Promouvoir l’ESS. Le Nord-Pas-de-Calais se positionne 10e au niveau national concernant la concentration de l’ESS (150 000 postes salariés, soit 11,4% de l’économie régionale). Cependant, si certains établissements et micro-structures (66,5%) adoptent ce système économique, les contours de l’ESS restent à préciser. A cet effet, le budget départemental s’élève à 1 million d’euros mais, au total, 20 millions d’euros ont été versés pour explorer le champ de cette économie différente. Après deux années à plancher sur le sujet, Jacques Napieraj entrevoit enfin une conscience collective et un modèle qui commence à faire son nid. Sa promotion reste toutefois nécessaire : «Il faut faire reconnaître l’ESS, soutenir et fédérer les structures afin d’impulser une nouvelle dynamique économique collective. Il faut aussi appuyer la formation, à commencer au sein du système scolaire.» L’opinion générale qui érige l’ESS comme une économie de solidarité le fait rire jaune. «Ce n’est pas ça, réagit-il. C‘est un système d’économie proche des gens. Je constate tous les jours que le système classique est plus que boiteux. C’est donc une alternative.»  Le conseiller contredit tout autant l’idée que ce modèle représente une fausse solution sur la marché du travail. «Il y a autant de CDI à temps plein que dans les structures traditionnelles. L’ESS répond à des besoins locaux», évoque-t-il. «La rémunération n’est soumise actuellement à aucun cadre. Par contre, quand il y a bénéfices, les dividendes sont reversés soit dans la structure, soit aux salariés. Une réflexion est menée dans le cadre de la prochaine loi sur l’ESS», explique quant à elle Isabelle Ghoris, chargée ESS au niveau départemental. Mais, afin de projeter les futurs créateurs dans ce système, les moyens de financements sont au cœur du débat. «Ils peuvent provenir des adhésions, des financements publics ou privés, des recettes issues de leur activité», poursuit-elle. Jacques Napieraj avance un autre point : «Je suis persuadé que les organismes n’ont pas le réflexe de présenter l’ESS.» L’objectif à terme serait d’associer les différentes familles actuelles de financeurs. 

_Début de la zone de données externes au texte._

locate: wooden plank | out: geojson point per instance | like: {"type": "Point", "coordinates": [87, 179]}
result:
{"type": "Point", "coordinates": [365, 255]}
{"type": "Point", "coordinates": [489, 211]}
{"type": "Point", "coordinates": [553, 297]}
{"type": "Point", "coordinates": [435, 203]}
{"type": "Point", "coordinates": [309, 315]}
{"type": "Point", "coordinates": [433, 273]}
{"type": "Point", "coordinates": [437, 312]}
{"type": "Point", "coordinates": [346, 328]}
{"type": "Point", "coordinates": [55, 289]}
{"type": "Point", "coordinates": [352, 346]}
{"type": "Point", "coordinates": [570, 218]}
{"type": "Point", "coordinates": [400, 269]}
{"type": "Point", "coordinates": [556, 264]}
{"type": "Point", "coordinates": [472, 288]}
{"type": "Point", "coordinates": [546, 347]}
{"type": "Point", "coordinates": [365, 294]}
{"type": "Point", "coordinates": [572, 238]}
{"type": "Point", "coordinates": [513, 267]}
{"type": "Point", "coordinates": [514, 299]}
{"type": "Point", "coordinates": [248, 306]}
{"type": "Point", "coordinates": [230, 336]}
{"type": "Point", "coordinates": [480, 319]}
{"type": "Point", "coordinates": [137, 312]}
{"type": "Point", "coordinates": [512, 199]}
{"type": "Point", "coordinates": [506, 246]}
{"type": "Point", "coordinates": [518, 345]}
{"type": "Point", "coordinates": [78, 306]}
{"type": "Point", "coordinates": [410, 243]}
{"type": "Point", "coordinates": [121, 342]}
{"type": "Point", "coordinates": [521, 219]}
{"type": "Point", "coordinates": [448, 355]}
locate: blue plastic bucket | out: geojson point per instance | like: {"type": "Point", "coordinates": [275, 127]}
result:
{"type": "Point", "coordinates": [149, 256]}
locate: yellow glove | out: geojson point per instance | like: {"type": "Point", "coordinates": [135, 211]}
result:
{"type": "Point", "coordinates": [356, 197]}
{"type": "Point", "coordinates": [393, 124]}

Le service à la personne, un secteur prisé par l’ESS. Parmi les associations qui représentent 81,2% des établissements employeurs de l’ESS, les secteurs de l’action sociale, de l’enseignement et de la santé arrivent en tête de liste. Alain Tajchner, président de Petit’home, une crèche associative, explique son choix : «Cette forme de structure répondait aux valeurs communes du groupe que nous constituons. C’est un engagement vis-à-vis de la société et de belles responsabilités. Nous avons reçu 18 000 euros de Pas-de-Calais actif et la même somme d’un organisme bancaire pour l’ouverture du premier établissement», explique-t-il. Deux crèches plus tard, il emploie douze salariés en CDI, ayant bénéficié pour la plupart de contrats aidés. Une troisième crèche doit voir le jour avant la fin de l’année. La pérennité des emplois étant bien évidemment l’objectif de l’ESS.